If you don’t think the microflora in your gut give your immune system a huge boost, then you should keep reading. Because it just might help you prevent cancer.

Seems that researchers at a lab called Taconic Biosciences bought some mice from Jackson Laboratory for cancer research. But during the start of a clinical trial looking into curing skin cancer, the researchers got a big surprise. The mice already had a very strong and spontaneous immune system response. The tumors wouldn’t grow, and were attacked and killed off by the mice’s immune systems.

Mice from Taconic had a very weak immune response… but when the researchers put all the mice together in the same cages for three weeks, they found that ALL the mice now had tremendously cancer-resistant immune systems.

The scientists suspected that the resident mice had acquired Bifidobacterium microbes from the Jackson Labs mice that had somehow given their T-cells (cancer and disease killing immune cells) enhanced power to wipe out tumors.

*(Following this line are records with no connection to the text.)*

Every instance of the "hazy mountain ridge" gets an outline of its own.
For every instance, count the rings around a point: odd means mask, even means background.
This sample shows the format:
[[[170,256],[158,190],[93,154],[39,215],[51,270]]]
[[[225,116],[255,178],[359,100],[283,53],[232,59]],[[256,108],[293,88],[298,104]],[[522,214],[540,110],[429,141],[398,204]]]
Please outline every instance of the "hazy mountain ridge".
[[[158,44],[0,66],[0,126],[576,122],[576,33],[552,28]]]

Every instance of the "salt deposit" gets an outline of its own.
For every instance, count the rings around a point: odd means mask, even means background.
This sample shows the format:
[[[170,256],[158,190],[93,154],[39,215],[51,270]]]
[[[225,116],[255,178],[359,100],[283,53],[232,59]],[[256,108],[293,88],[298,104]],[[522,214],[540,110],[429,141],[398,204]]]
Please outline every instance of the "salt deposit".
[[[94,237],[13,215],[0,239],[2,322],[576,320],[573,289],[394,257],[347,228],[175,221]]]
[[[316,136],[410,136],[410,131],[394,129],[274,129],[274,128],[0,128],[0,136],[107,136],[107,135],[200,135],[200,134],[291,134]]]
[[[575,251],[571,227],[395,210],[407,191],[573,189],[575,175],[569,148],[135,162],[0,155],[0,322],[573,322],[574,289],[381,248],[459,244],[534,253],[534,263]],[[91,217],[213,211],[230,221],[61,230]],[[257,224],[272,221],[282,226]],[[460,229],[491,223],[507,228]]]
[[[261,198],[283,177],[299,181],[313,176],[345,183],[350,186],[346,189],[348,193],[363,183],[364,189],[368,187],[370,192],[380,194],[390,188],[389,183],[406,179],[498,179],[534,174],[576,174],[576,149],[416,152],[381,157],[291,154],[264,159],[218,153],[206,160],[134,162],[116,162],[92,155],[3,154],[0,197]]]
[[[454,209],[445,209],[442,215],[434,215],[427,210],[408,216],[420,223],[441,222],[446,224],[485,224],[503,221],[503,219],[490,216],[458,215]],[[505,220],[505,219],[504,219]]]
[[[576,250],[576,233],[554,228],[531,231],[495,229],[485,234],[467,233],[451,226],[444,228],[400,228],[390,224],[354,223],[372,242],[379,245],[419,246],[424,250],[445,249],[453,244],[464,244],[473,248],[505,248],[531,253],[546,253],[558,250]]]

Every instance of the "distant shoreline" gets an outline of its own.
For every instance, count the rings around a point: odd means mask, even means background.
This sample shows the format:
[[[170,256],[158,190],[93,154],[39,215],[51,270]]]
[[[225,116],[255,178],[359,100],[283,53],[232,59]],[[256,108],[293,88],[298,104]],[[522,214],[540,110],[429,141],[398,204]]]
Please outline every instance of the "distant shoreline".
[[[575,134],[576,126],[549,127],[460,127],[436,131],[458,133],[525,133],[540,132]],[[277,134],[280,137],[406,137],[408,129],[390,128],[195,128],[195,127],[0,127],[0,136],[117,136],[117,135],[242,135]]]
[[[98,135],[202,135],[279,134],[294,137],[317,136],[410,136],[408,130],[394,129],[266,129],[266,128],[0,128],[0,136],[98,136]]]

This was confirmed when they transferred microflora from the Jackson mice to more of their mice, and their immune systems were also were transformed into tumor killing machines.

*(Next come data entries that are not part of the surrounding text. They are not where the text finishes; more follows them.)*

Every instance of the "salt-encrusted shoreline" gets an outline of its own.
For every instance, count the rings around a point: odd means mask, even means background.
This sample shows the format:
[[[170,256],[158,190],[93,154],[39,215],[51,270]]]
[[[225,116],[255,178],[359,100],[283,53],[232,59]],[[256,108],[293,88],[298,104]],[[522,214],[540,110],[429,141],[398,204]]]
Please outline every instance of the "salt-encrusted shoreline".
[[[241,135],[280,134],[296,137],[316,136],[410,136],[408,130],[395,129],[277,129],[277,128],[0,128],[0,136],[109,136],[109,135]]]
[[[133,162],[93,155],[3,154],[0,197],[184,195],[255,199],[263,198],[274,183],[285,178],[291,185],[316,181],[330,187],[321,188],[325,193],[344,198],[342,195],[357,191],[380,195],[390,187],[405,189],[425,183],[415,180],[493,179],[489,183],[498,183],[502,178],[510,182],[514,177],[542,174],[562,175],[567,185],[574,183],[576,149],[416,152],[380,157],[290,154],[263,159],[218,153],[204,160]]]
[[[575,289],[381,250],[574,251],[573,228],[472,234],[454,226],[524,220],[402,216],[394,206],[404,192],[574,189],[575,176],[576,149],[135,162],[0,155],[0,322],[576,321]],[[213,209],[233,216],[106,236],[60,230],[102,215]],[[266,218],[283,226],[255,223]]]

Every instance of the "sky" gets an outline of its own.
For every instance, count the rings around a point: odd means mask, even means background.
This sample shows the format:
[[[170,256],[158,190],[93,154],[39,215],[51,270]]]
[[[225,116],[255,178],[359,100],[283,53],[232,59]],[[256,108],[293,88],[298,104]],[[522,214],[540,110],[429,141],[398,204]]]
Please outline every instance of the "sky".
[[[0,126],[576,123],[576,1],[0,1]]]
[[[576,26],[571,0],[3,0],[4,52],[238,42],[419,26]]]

In fact, the mice’s microflora was just as effective as cancer drugs called checkpoint inhibitors – which can help keep the immune response switched “on.”

We already know that healthy and plentiful gut bacteria are crucial to digestion and elimination and, therefore, good health. And we also know that colon cancer patients are found to have significant changes — or an imbalance — in their intestinal bacteria.

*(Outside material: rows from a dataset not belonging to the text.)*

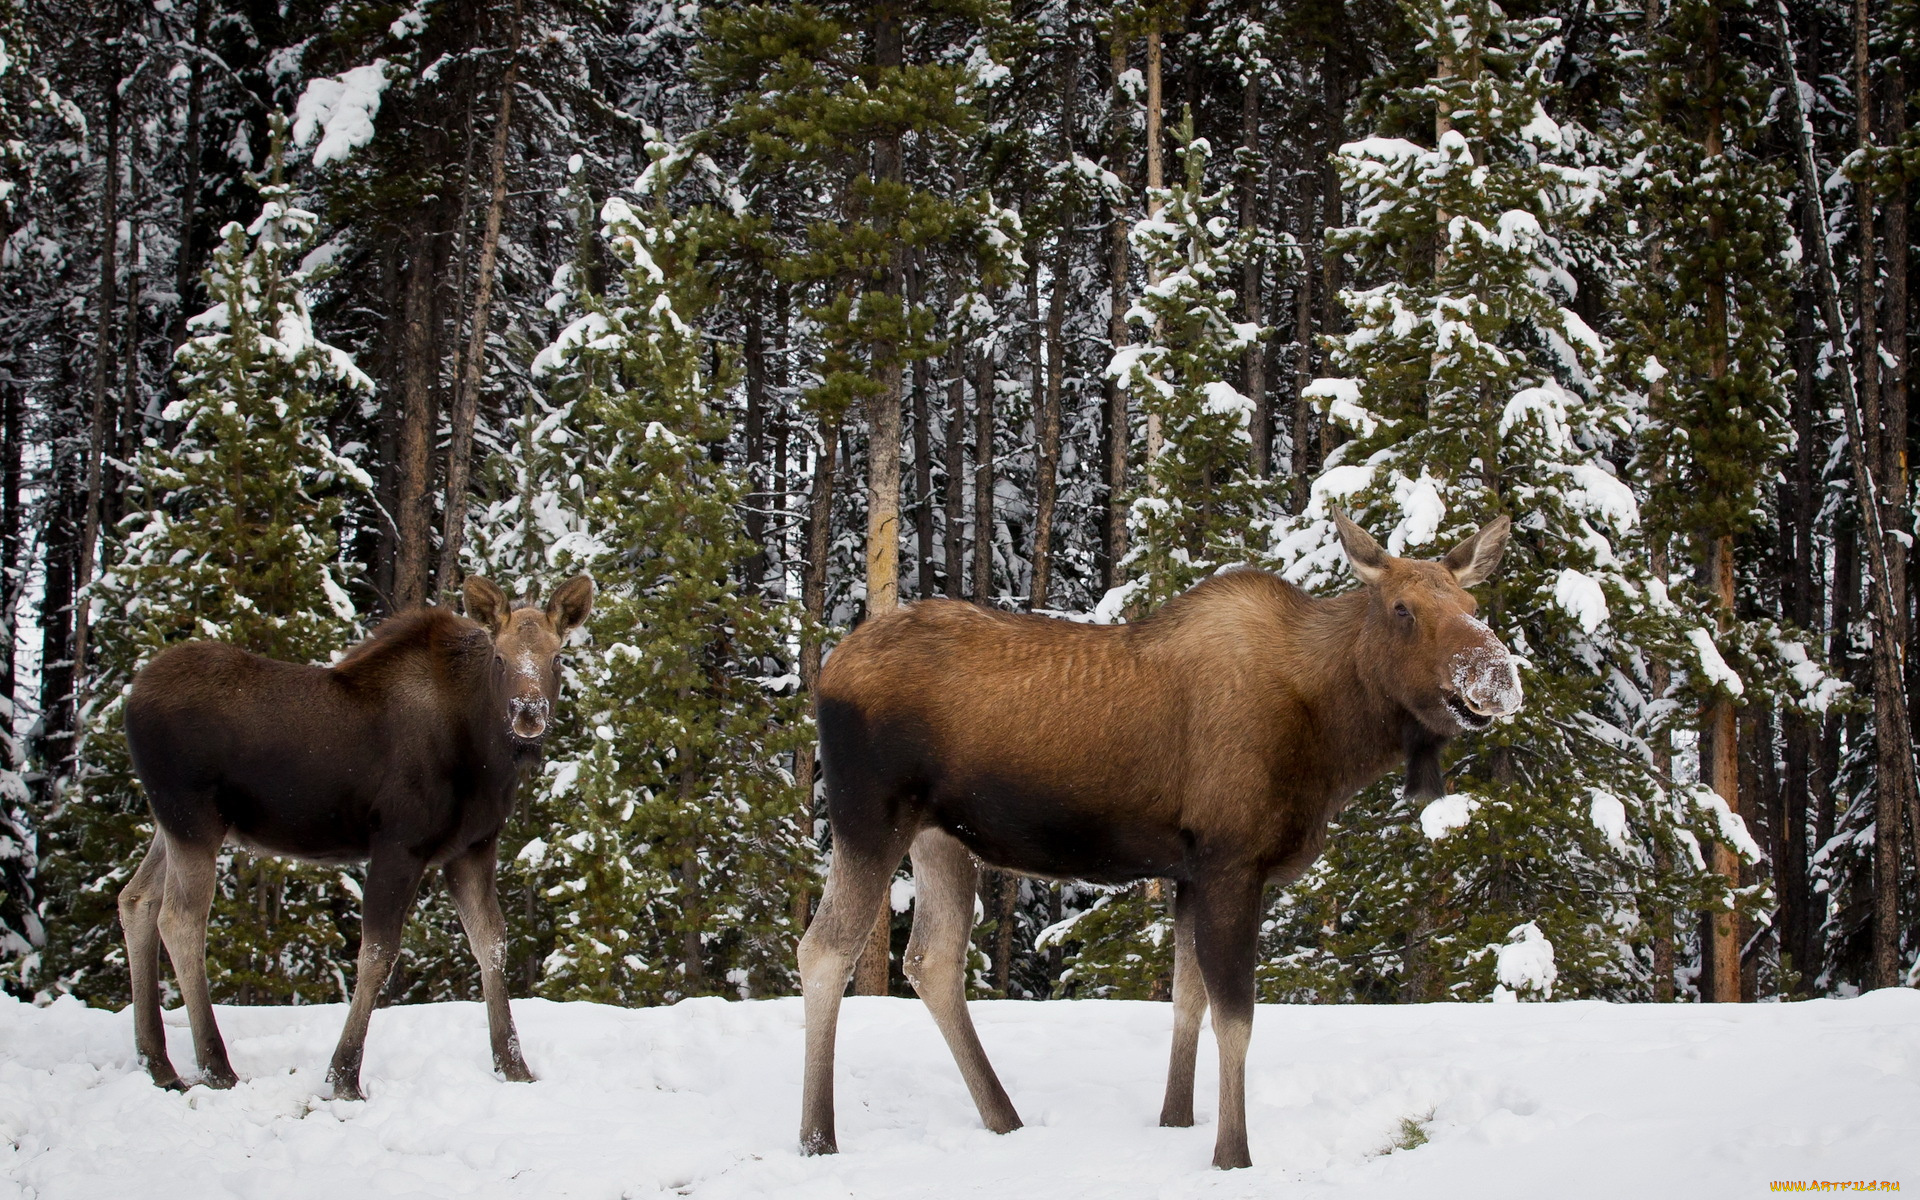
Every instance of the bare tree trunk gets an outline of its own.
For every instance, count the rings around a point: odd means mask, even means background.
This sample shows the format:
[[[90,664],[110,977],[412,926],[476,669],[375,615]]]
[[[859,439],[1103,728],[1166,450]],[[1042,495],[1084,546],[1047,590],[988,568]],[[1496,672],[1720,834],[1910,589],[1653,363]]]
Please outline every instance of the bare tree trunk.
[[[747,559],[747,580],[758,590],[767,577],[767,331],[758,292],[746,299],[747,338],[741,349],[747,372],[747,495],[742,524],[753,553]]]
[[[1333,165],[1334,152],[1339,150],[1341,140],[1346,136],[1347,116],[1347,61],[1345,48],[1349,44],[1347,29],[1347,9],[1345,0],[1334,0],[1333,28],[1328,36],[1324,65],[1321,68],[1321,112],[1322,135],[1325,138],[1320,160],[1320,230],[1324,231],[1340,223],[1340,172]],[[1327,244],[1323,232],[1317,232],[1316,244],[1320,247],[1320,336],[1333,337],[1340,332],[1340,252]],[[1325,462],[1327,455],[1333,453],[1335,439],[1339,430],[1332,421],[1320,422],[1319,462]]]
[[[1159,190],[1167,186],[1166,169],[1160,161],[1160,118],[1163,97],[1160,87],[1160,18],[1156,15],[1153,23],[1147,27],[1147,215],[1158,216],[1163,201]],[[1147,270],[1147,284],[1152,286],[1160,282],[1157,267]],[[1155,326],[1156,335],[1159,333]],[[1160,457],[1165,435],[1160,429],[1160,414],[1147,412],[1147,461]],[[1148,885],[1152,887],[1152,884]]]
[[[967,523],[966,361],[966,344],[955,338],[952,376],[947,380],[947,527],[942,547],[947,559],[947,597],[951,600],[966,595],[966,541],[961,536]]]
[[[1107,162],[1120,186],[1133,186],[1133,161],[1127,145],[1127,93],[1120,79],[1127,72],[1127,39],[1116,22],[1111,47],[1113,68],[1111,143]],[[1107,295],[1111,311],[1107,317],[1107,341],[1115,353],[1129,341],[1127,337],[1127,209],[1113,202],[1107,218]],[[1106,586],[1126,582],[1121,563],[1127,557],[1127,452],[1132,448],[1132,422],[1127,415],[1127,389],[1118,379],[1106,378],[1106,450],[1107,450],[1107,522]]]
[[[1316,181],[1318,176],[1315,177]],[[1319,222],[1312,215],[1312,201],[1300,200],[1299,221],[1300,279],[1293,293],[1293,340],[1299,355],[1293,364],[1293,488],[1290,498],[1295,514],[1304,512],[1313,478],[1313,405],[1305,395],[1313,382],[1313,277],[1319,257]]]
[[[480,405],[480,378],[487,358],[487,313],[493,304],[494,262],[500,251],[500,222],[507,207],[507,143],[513,132],[513,90],[520,81],[520,25],[522,0],[514,0],[513,23],[507,30],[507,69],[500,77],[500,111],[493,127],[488,162],[491,191],[487,197],[487,228],[480,238],[480,271],[475,281],[472,327],[467,352],[460,362],[460,378],[453,391],[453,429],[447,445],[446,511],[442,514],[440,574],[435,590],[451,598],[459,586],[460,550],[467,536],[467,491],[473,462],[473,422]]]
[[[1813,522],[1819,477],[1813,463],[1813,382],[1815,373],[1812,300],[1795,297],[1794,360],[1796,386],[1793,428],[1796,439],[1793,468],[1780,487],[1780,578],[1787,619],[1802,630],[1814,628],[1819,602],[1815,595]],[[1808,799],[1820,784],[1818,746],[1808,719],[1788,710],[1782,715],[1786,743],[1785,778],[1781,782],[1780,830],[1775,838],[1773,873],[1780,893],[1780,953],[1782,976],[1797,994],[1805,994],[1814,973],[1812,913],[1807,878]],[[1797,979],[1795,977],[1798,977]]]
[[[1864,3],[1864,0],[1862,0],[1862,2]],[[1862,26],[1855,43],[1855,53],[1860,54],[1866,49],[1866,13],[1857,13],[1856,20]],[[1895,125],[1895,127],[1890,130],[1890,133],[1898,137],[1905,131],[1904,114],[1906,112],[1907,101],[1906,75],[1901,68],[1899,55],[1888,57],[1886,62],[1885,112],[1888,119],[1893,121]],[[1860,82],[1865,82],[1865,67],[1866,60],[1862,57],[1859,62],[1859,71],[1862,76]],[[1862,108],[1865,107],[1863,104]],[[1871,137],[1869,137],[1869,141],[1871,141]],[[1887,505],[1887,512],[1883,518],[1886,527],[1893,530],[1911,530],[1913,528],[1912,514],[1908,511],[1906,503],[1908,493],[1906,378],[1907,264],[1911,247],[1907,239],[1908,196],[1905,175],[1898,174],[1890,183],[1890,188],[1891,190],[1884,206],[1883,220],[1885,221],[1885,229],[1883,230],[1884,236],[1881,239],[1881,245],[1885,250],[1885,269],[1887,273],[1886,294],[1881,299],[1886,330],[1879,347],[1876,348],[1876,351],[1872,355],[1874,359],[1879,360],[1876,362],[1876,370],[1880,372],[1880,379],[1878,380],[1881,425],[1880,495],[1884,497]],[[1870,222],[1866,220],[1868,211],[1870,210],[1862,208],[1861,220],[1863,226],[1870,228]],[[1871,246],[1871,234],[1864,235],[1861,242],[1863,246]],[[1871,263],[1870,259],[1868,263]],[[1862,274],[1868,273],[1869,272],[1863,272]],[[1869,312],[1870,310],[1862,311]],[[1863,317],[1863,325],[1867,323],[1870,323],[1870,318]],[[1863,351],[1864,350],[1865,348],[1863,347]],[[1887,572],[1883,586],[1887,592],[1888,608],[1893,613],[1894,619],[1897,622],[1897,627],[1893,632],[1894,640],[1899,643],[1895,657],[1897,657],[1904,666],[1904,669],[1900,670],[1897,675],[1887,681],[1886,686],[1892,689],[1899,689],[1905,687],[1912,676],[1912,663],[1907,657],[1909,631],[1907,629],[1906,543],[1898,537],[1889,539],[1886,543],[1886,559]],[[1887,719],[1892,719],[1891,714],[1888,715]],[[1907,732],[1909,738],[1911,738],[1911,726],[1908,727]],[[1878,740],[1879,739],[1876,738],[1876,743]],[[1883,986],[1890,987],[1900,981],[1901,855],[1899,843],[1916,833],[1920,833],[1920,823],[1917,823],[1913,828],[1902,830],[1901,809],[1903,805],[1901,803],[1902,796],[1900,795],[1900,765],[1899,762],[1892,757],[1894,747],[1889,746],[1881,753],[1883,757],[1879,769],[1875,772],[1874,799],[1876,812],[1874,819],[1880,823],[1878,828],[1887,830],[1891,836],[1886,838],[1889,844],[1884,851],[1880,849],[1877,843],[1874,847],[1876,872],[1879,872],[1880,863],[1884,863],[1886,866],[1884,872],[1885,882],[1882,882],[1883,876],[1880,874],[1876,874],[1874,879],[1874,920],[1876,928],[1874,935],[1874,952],[1876,959],[1884,955],[1885,961],[1878,965],[1884,966],[1886,971]],[[1884,780],[1884,782],[1881,782],[1882,780]],[[1920,817],[1916,817],[1916,822],[1920,822]],[[1912,849],[1915,852],[1916,863],[1920,863],[1920,846],[1912,847]],[[1887,933],[1884,937],[1878,933],[1878,928],[1881,924],[1887,926]]]
[[[1053,253],[1053,296],[1047,303],[1047,384],[1040,401],[1038,476],[1034,480],[1033,587],[1028,605],[1046,608],[1053,589],[1053,510],[1060,491],[1060,390],[1066,379],[1067,278],[1071,222],[1060,223]]]
[[[86,508],[80,523],[80,545],[74,569],[73,607],[73,705],[76,716],[87,705],[86,590],[93,581],[94,546],[100,538],[103,504],[102,459],[107,449],[107,384],[113,378],[113,325],[117,314],[120,248],[120,88],[118,58],[107,94],[107,163],[100,186],[100,286],[95,303],[100,321],[93,347],[93,410],[87,428]]]
[[[1863,18],[1864,20],[1864,18]],[[1820,176],[1814,158],[1813,131],[1808,124],[1806,114],[1801,110],[1799,67],[1795,61],[1794,44],[1789,29],[1785,0],[1775,0],[1775,31],[1781,41],[1783,73],[1786,85],[1781,89],[1787,102],[1788,116],[1795,133],[1795,165],[1799,170],[1801,190],[1811,209],[1810,224],[1814,229],[1826,228],[1825,200],[1820,191]],[[1856,51],[1858,53],[1858,51]],[[1901,684],[1905,676],[1905,664],[1902,661],[1905,643],[1902,639],[1903,614],[1894,607],[1895,594],[1891,556],[1888,547],[1892,541],[1887,533],[1885,516],[1895,511],[1891,503],[1881,499],[1882,483],[1879,471],[1875,468],[1884,465],[1884,458],[1869,457],[1870,447],[1876,444],[1877,431],[1871,427],[1878,422],[1871,420],[1881,414],[1863,414],[1862,398],[1855,391],[1853,364],[1850,361],[1851,347],[1848,345],[1846,325],[1840,314],[1840,286],[1833,269],[1833,252],[1825,238],[1814,238],[1814,282],[1819,288],[1821,308],[1826,318],[1828,344],[1834,357],[1838,359],[1839,370],[1835,372],[1840,383],[1840,411],[1845,422],[1849,458],[1853,468],[1853,483],[1859,504],[1861,521],[1861,540],[1867,552],[1870,567],[1868,602],[1873,607],[1873,693],[1874,693],[1874,735],[1877,745],[1875,817],[1881,836],[1885,836],[1891,827],[1899,828],[1899,816],[1904,807],[1908,823],[1920,830],[1920,791],[1916,790],[1914,780],[1912,724],[1908,719],[1906,692]],[[1870,264],[1863,264],[1869,268]],[[1872,328],[1873,314],[1865,311],[1860,314],[1863,332]],[[1904,452],[1905,447],[1898,448]],[[1879,790],[1879,789],[1887,790]],[[1895,838],[1898,834],[1895,833]],[[1916,839],[1920,842],[1920,839]],[[1897,843],[1896,843],[1897,844]],[[1920,852],[1920,845],[1915,847]],[[1876,859],[1879,851],[1875,852]],[[1897,897],[1896,897],[1897,900]],[[1877,906],[1877,901],[1876,901]],[[1897,917],[1897,905],[1895,907]],[[1897,951],[1896,951],[1897,955]],[[1876,955],[1877,957],[1877,955]],[[1876,966],[1876,970],[1878,967]]]
[[[819,716],[820,634],[827,615],[827,555],[833,545],[833,477],[840,446],[840,422],[820,422],[820,446],[814,454],[813,481],[807,494],[805,560],[800,572],[800,686],[807,693],[807,719]],[[793,775],[800,791],[800,828],[813,830],[813,792],[818,779],[814,748],[794,755]],[[812,904],[811,876],[794,881],[794,927],[805,929]]]
[[[405,612],[427,599],[427,560],[432,514],[434,376],[433,234],[427,214],[413,218],[407,238],[407,290],[401,363],[400,425],[395,441],[394,523],[399,544],[393,563],[393,607]]]
[[[925,271],[916,254],[908,264],[907,304],[918,308]],[[915,594],[926,599],[938,588],[933,578],[933,431],[927,428],[933,366],[922,356],[913,360],[913,532],[919,578]]]
[[[1721,111],[1716,81],[1720,74],[1720,20],[1717,10],[1709,10],[1706,42],[1701,47],[1706,59],[1707,91],[1716,100],[1709,104],[1705,152],[1712,162],[1722,153]],[[1707,220],[1707,237],[1717,241],[1725,236],[1726,218],[1718,209]],[[1706,285],[1707,301],[1707,377],[1718,382],[1727,375],[1727,283],[1718,274],[1710,275]],[[1725,633],[1734,620],[1734,562],[1731,534],[1714,533],[1707,542],[1707,591],[1713,597],[1717,631]],[[1707,703],[1701,714],[1700,775],[1706,785],[1720,794],[1727,807],[1740,812],[1740,757],[1733,700],[1719,696]],[[1709,851],[1708,865],[1714,874],[1726,880],[1728,888],[1739,886],[1740,859],[1733,847],[1715,841]],[[1716,911],[1708,921],[1712,936],[1704,948],[1707,970],[1702,982],[1712,992],[1711,999],[1728,1003],[1740,998],[1740,942],[1737,922],[1731,912]]]
[[[973,377],[973,602],[991,605],[993,590],[993,346],[982,342]]]
[[[900,11],[892,4],[875,8],[874,64],[880,78],[898,71],[903,62]],[[900,135],[889,131],[874,140],[873,174],[876,181],[898,185],[902,178]],[[882,283],[889,296],[901,294],[902,252],[896,243]],[[900,606],[900,382],[899,347],[874,347],[874,367],[880,388],[867,399],[867,615],[880,616]],[[882,899],[873,934],[853,969],[857,996],[887,994],[892,922]]]
[[[1260,227],[1260,77],[1247,73],[1240,94],[1240,146],[1246,152],[1245,177],[1240,181],[1240,228],[1249,237]],[[1247,320],[1255,326],[1265,323],[1260,289],[1260,254],[1249,249],[1240,268],[1240,304]],[[1245,351],[1247,399],[1253,401],[1253,416],[1247,433],[1253,438],[1253,473],[1262,478],[1273,473],[1273,406],[1267,399],[1267,339],[1260,337]]]
[[[20,619],[20,595],[25,591],[26,570],[20,562],[20,458],[23,448],[25,405],[21,401],[21,380],[8,377],[0,379],[0,720],[5,721],[7,740],[0,746],[11,746],[13,732],[14,697],[20,687],[19,665],[15,656],[20,645],[20,630],[16,622]],[[17,760],[17,755],[9,758]],[[6,767],[19,766],[18,761],[0,763]]]
[[[187,64],[186,145],[181,151],[181,165],[185,171],[180,181],[180,248],[173,263],[173,292],[178,299],[173,310],[173,328],[167,331],[167,342],[175,350],[187,341],[187,318],[192,315],[192,306],[187,302],[187,297],[193,295],[193,280],[197,274],[193,256],[193,229],[200,218],[200,128],[205,123],[205,56],[207,26],[212,12],[210,0],[195,0],[193,55],[192,61]],[[167,372],[167,379],[168,386],[172,387],[173,372]]]
[[[132,203],[128,207],[140,211],[140,193],[138,179],[134,181]],[[119,444],[114,447],[114,457],[123,463],[133,461],[134,451],[140,446],[140,432],[143,414],[140,395],[140,221],[138,217],[128,222],[127,228],[127,286],[122,306],[120,330],[120,426]],[[102,528],[112,529],[126,515],[125,496],[118,487],[106,487],[100,497]]]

Click here for more natural secrets for fighting cancer.

But this was one of the first times research has identified a link between simple digestive balance and the body’s power to fight cancer. “Our results clearly demonstrate a significant, although unexpected, role for specific gut bacteria in enhancing the immune system’s response to melanoma and possibly many other tumor types,” said Thomas Gajewski, Univeristy of Chicago professor of medicine and pathology.

You can increase your gut bacteria with a good probiotic supplement. You can also eat foods like raw kefir, kimchee, miso, pickles and sauerkraut, etc., and drink whole buttermilk — all of which are rich in probiotics.

These promote the Bifidobacterium strains that are among the very first colonizers of an infant’s GI tract after birth. And various strains of Bifidobacterium benefit humans best when their naturally symbiotic relationship is maintained.